Growing tomatoes for the home gardener is a true joy, and a very rewarding one when things go well. But unfortunately, tomatoes can suffer for many reasons, like diseases, pests, and even climate conditions. For the most part, these problems are something that is out of a gardeners control.
Variety choice is one of the problems that a gardener does have control over, and is one of the major reasons a crop could fail. Choose a variety that is suited for your area, climate, soil conditions, and their susceptibility to soil borne diseases.
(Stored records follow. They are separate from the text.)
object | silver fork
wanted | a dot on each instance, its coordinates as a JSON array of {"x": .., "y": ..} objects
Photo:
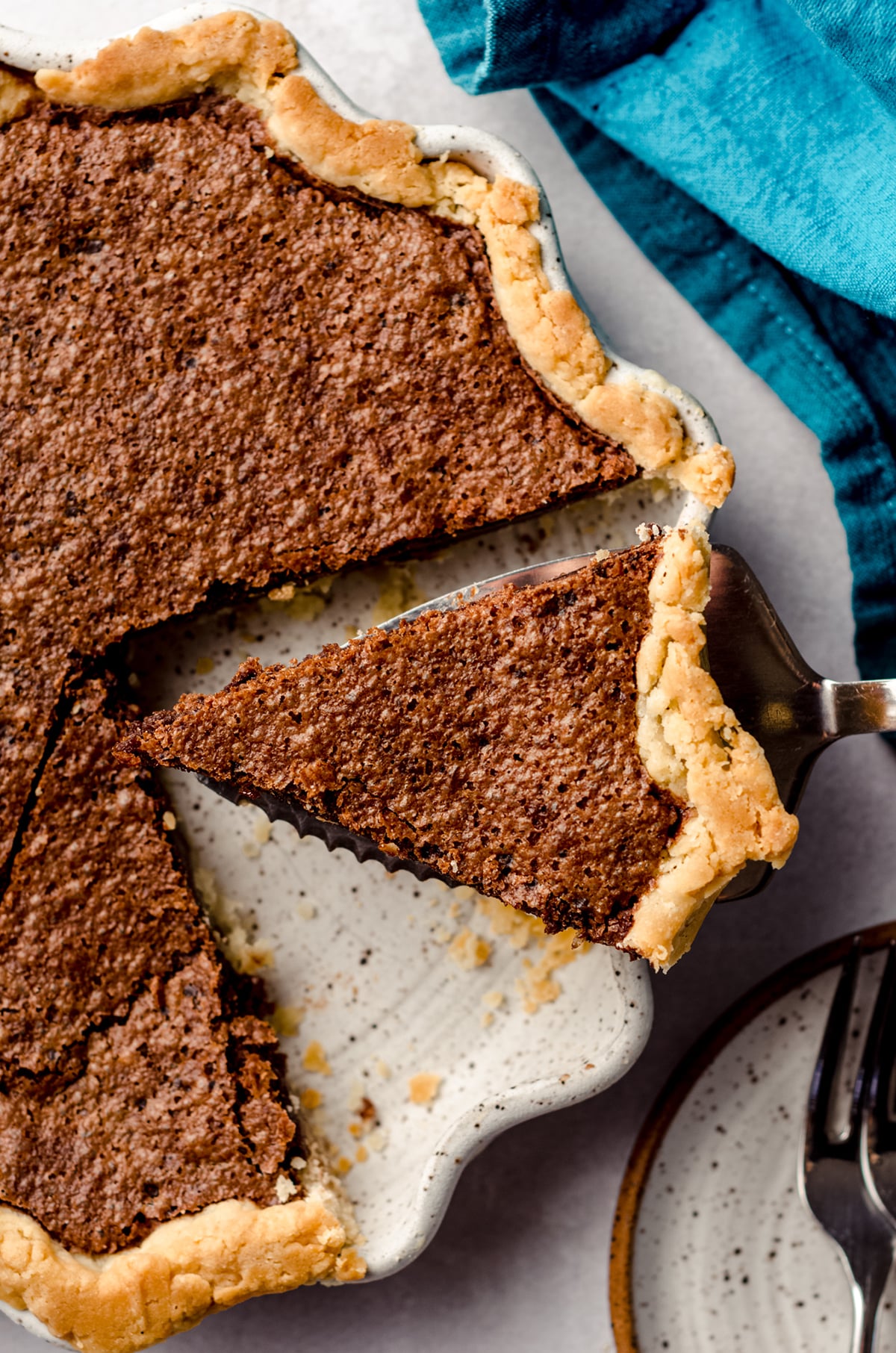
[
  {"x": 879, "y": 1125},
  {"x": 836, "y": 1171}
]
Tomato plants have specific requirements, and need to be planted under the right conditions to provide you with a thriving crop, location being one of these conditions. Exposure to full sunlight is very important with tomato plants. Anything less than full sun can result in a spindly plant and few fruit. Rotating the location of your crop on a 3 year schedule to return to the same location is also beneficial. It will minimize the risk of insect and soil borne disease problems.
Timing is another concern, never plant to early in the season. Wait until all the danger of frost has past and the soil temperature is above 50 degrees Fahrenheit. Cool temperatures will slow a tomato plant’s growth.
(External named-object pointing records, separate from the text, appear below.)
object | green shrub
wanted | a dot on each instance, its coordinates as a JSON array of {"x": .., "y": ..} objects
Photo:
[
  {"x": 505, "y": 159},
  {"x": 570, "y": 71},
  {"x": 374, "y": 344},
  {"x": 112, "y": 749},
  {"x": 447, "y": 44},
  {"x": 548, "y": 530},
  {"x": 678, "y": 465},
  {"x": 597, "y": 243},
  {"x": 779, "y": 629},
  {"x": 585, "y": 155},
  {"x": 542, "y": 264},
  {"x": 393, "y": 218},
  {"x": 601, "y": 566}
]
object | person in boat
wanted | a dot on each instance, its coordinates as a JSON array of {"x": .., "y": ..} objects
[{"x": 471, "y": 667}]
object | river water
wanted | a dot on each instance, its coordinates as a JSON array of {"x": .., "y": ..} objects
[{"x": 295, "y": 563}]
The spacing of tomato plants is very important. They need room for both air circulation and for sun exposure. Planted too close together will increase the risk of disease problems, and can also reduce yields, 3 – 4 foot spacing is preferred.
Soil structure is the key to any productive crop, including tomatoes. A good healthy organic soil structure will provide your crop with readily available nutrients and moisture when they need it the most. The soil structure that is preferred by tomatoes is a well-drained fertile loam, with plenty of organic matter, and a pH range of 5.8 – 7.0
Testing your garden soil for adequate calcium, phosphorous, and nitrogen should be standard practice. Calcium helps to prevent blossom end rot, and phosphorous ensures healthy plant growth, along with flower and fruit development. Nitrogen is an essential nutrient that is need for tomato plants to thrive, but too much can cause an abundant leaf growth and a low productivity of fruit. Annual additions of compost as a soil amendment, and as a mulch will greatly benefit the soil structure of your garden by helping to maintain good aeration, drainage, defending against disease, and chemical imbalances.